【论文推荐】最新5篇图像描述生成(Image Caption)相关论文—情感、注意力机制、遥感图像、序列到序列、深度神经结构

【导读】专知内容组整理了最近五篇图像描述生成(Image Caption)相关文章,为大家进行介绍,欢迎查看!

1. Image Captioning at Will: A Versatile Scheme for Effectively Injecting Sentiments into Image Descriptions(图像描述生成:一个有效地将情感结合到图像描述中的方案)

作者:Quanzeng You,Hailin Jin,Jiebo Luo

摘要:Automatic image captioning has recently approached human-level performance due to the latest advances in computer vision and natural language understanding. However, most of the current models can only generate plain factual descriptions about the content of a given image. However, for human beings, image caption writing is quite flexible and diverse, where additional language dimensions, such as emotion, humor and language styles, are often incorporated to produce diverse, emotional, or appealing captions. In particular, we are interested in generating sentiment-conveying image descriptions, which has received little attention. The main challenge is how to effectively inject sentiments into the generated captions without altering the semantic matching between the visual content and the generated descriptions. In this work, we propose two different models, which employ different schemes for injecting sentiments into image captions. Compared with the few existing approaches, the proposed models are much simpler and yet more effective. The experimental results show that our model outperform the state-of-the-art models in generating sentimental (i.e., sentiment-bearing) image captions. In addition, we can also easily manipulate the model by assigning different sentiments to the testing image to generate captions with the corresponding sentiments.

期刊:arXiv, 2018年1月31日



2. Order-Free RNN with Visual Attention for Multi-Label Classification(无序RNN与视觉注意力机制结合的多标签分类)
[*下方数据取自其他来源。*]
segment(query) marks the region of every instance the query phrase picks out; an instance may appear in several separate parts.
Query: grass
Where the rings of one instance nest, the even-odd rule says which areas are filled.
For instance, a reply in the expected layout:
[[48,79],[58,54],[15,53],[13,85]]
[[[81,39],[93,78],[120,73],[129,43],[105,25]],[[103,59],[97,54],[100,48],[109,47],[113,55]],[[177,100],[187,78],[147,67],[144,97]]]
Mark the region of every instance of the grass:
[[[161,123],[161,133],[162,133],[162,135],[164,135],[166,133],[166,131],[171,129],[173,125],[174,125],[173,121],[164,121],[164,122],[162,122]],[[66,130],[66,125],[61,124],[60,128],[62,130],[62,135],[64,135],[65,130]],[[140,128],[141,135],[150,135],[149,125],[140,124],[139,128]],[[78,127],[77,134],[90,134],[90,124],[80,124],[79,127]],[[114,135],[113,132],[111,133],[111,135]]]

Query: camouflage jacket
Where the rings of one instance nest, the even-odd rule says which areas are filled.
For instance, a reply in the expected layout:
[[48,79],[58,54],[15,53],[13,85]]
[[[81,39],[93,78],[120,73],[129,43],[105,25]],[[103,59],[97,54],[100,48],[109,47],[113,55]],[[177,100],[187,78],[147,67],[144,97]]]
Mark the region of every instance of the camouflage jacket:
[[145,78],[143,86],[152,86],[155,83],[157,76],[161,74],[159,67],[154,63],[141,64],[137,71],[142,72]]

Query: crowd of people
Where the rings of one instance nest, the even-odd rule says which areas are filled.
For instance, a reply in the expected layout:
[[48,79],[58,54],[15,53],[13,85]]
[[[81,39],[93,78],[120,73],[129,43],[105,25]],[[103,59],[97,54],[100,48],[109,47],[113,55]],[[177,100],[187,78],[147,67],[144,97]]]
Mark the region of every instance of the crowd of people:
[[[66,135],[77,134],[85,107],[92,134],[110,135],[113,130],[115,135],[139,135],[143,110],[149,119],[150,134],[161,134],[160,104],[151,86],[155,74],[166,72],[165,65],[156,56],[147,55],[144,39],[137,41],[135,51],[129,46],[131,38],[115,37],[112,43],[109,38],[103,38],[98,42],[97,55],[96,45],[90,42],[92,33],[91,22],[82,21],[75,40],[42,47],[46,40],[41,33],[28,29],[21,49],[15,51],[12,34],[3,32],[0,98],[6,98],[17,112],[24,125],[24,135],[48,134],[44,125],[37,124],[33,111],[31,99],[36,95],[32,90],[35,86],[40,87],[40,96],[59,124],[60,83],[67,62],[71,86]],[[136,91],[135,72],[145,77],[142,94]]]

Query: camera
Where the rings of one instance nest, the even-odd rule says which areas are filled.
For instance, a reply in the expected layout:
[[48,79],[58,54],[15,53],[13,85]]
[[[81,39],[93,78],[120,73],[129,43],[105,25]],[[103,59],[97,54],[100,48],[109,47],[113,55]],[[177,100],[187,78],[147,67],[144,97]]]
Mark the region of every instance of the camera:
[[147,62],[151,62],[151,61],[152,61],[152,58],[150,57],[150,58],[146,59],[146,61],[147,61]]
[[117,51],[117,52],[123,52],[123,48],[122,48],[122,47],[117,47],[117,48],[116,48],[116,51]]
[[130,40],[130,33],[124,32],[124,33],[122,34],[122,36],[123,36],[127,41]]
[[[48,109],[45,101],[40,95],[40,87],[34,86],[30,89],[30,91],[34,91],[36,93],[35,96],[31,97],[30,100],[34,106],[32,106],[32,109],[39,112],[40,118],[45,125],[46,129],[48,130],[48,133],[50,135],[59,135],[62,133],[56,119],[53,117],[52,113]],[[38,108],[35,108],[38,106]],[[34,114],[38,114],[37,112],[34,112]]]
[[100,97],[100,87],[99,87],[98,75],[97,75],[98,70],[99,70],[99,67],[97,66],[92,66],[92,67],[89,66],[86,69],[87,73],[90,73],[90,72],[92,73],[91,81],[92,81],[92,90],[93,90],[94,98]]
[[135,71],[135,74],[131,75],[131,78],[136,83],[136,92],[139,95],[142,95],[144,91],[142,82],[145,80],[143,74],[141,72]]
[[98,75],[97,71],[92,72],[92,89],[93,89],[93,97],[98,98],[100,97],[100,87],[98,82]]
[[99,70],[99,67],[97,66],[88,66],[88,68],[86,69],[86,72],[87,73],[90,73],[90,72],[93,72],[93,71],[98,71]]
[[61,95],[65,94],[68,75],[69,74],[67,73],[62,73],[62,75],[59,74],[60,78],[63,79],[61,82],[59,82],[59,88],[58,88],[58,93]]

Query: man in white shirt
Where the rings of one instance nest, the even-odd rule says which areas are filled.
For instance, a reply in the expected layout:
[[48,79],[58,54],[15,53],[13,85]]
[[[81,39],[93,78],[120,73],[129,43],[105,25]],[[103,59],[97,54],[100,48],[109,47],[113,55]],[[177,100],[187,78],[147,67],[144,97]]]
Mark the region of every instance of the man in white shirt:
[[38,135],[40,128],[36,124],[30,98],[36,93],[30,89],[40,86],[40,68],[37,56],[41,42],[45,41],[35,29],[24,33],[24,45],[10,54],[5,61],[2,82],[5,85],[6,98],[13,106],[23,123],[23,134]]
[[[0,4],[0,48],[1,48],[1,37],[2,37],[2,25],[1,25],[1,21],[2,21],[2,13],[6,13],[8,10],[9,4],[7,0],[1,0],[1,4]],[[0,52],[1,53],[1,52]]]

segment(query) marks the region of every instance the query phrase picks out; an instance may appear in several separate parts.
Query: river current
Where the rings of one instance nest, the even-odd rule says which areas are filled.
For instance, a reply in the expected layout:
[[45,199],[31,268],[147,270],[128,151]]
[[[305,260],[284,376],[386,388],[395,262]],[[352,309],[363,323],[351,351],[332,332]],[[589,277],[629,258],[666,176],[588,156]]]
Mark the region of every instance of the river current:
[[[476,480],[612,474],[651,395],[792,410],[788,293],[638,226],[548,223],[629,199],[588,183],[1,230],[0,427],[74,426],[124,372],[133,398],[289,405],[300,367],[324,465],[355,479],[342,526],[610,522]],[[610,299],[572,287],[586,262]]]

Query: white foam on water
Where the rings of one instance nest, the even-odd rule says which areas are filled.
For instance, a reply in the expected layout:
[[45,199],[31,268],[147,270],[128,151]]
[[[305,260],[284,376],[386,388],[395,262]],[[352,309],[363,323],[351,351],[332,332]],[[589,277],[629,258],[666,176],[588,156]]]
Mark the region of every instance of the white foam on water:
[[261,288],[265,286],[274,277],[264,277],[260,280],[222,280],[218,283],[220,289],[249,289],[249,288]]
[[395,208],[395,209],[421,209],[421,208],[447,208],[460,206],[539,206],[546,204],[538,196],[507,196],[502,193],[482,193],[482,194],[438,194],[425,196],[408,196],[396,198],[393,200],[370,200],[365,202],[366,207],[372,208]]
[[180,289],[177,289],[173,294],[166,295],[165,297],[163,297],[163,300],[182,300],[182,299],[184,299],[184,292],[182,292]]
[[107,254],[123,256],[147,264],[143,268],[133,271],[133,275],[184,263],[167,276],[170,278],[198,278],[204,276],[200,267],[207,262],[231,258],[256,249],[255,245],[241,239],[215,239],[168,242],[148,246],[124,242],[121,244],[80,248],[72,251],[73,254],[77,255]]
作者:Shang-Fu Chen,Yi-Chen Chen,Chih-Kuan Yeh,Yu-Chiang Frank Wang

摘要:In this paper, we propose the joint learning attention and recurrent neural network (RNN) models for multi-label classification. While approaches based on the use of either model exist (e.g., for the task of image captioning), training such existing network architectures typically require pre-defined label sequences. For multi-label classification, it would be desirable to have a robust inference process, so that the prediction error would not propagate and thus affect the performance. Our proposed model uniquely integrates attention and Long Short Term Memory (LSTM) models, which not only addresses the above problem but also allows one to identify visual objects of interests with varying sizes without the prior knowledge of particular label ordering. More importantly, label co-occurrence information can be jointly exploited by our LSTM model. Finally, by advancing the technique of beam search, prediction of multiple labels can be efficiently achieved by our proposed network model.

期刊:arXiv, 2017年12月20日



3. Exploring Models and Data for Remote Sensing Image Caption Generation(探索遥感图像描述生成的模型和数据)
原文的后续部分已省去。